In fact, climate change is directly related to the growth of terrorism. And if we do not get our act together and listen to what the scientists say, you’re going to see counties all over the world…they’re going to be struggling over limited amounts of water, limited amounts of land to grow their crops, and you’re going to see all kinds of international conflict.

As someone who has written about the connection between the effects of climate change and its impact on human security, I am of two minds when politicians raise this issue. On the one hand, my hope would be that the more attention paid to potential climate change-conflict links the better, especially if it leads to more attention and political will to fight climate change in the first place. On the other hand, these links are highly complex, and it is easy to over-simplify the issue. Vox’s Brad Plumer summarized this best when he wrote: “The truth about climate change and conflict is more complex and nuanced than a short soundbite can allow, but it’s foolish to dismiss the entire topic out of hand.”

Plumer’s post is worth reading in its entirety, as well as related analysis from Caitlin Werrell and Frank Femia at the Center for Climate and Security about how to ask the right question about the climate-conflict nexus. The bottom line is that climate change as a “threat multiplier” can make a lot of pre-existing security issues worse, especially in states with weak governance, long-standing ethnic or sectarian tensions, or resource-dependent economies (in other words, states that were susceptible to conflict risk even outside of climate concerns).

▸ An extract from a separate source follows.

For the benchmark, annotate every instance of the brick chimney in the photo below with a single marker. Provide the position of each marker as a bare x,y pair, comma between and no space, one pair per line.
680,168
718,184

To this discussion I’ll add a few thoughts about the larger context of climate change governance, especially in the weeks ahead of the international climate change talks in Paris in December. As important as climate change is as a security threat, it is much more immediately serious as a development problem.

This facet of the climate change threat was brought into stark relief by a recent report from the World Bank. Shockwaves: Managing the Impacts of Climate Change on Poverty paints a depressing picture: without organized, sensible, and well-funded climate-informed development, one hundred million people could be forced into extreme poverty by 2030. Even before rising to the level of a security or political violence risk, vulnerable populations face climate-related natural disaster risk, threats to agricultural productivity, reduced water access (in terms of quantity and quality), and human health degradation from excess heat. Although some of these impacts are already being felt thanks to climate change already underway, it is by no means inevitable that the effects will be that dire.

This is why news that Secretary Kerry is launching a task force designed to consider how climate change should be integrated into U.S. diplomatic priorities is so important. Risk assessments of climate change are incredibly complex, and the U.S. foreign policy bureaucracy will need a combination of time, a mandate from its leadership, and resources to design and implement what we would call “climate sensitive” diplomacy worldwide. Ultimately, as the Democratic debate showed, someone else will be taking up the reins in January 2017; what is crucial now is that the Obama Administration, which has consistently led on this issue (especially in its second term) lay the appropriate bureaucratic groundwork.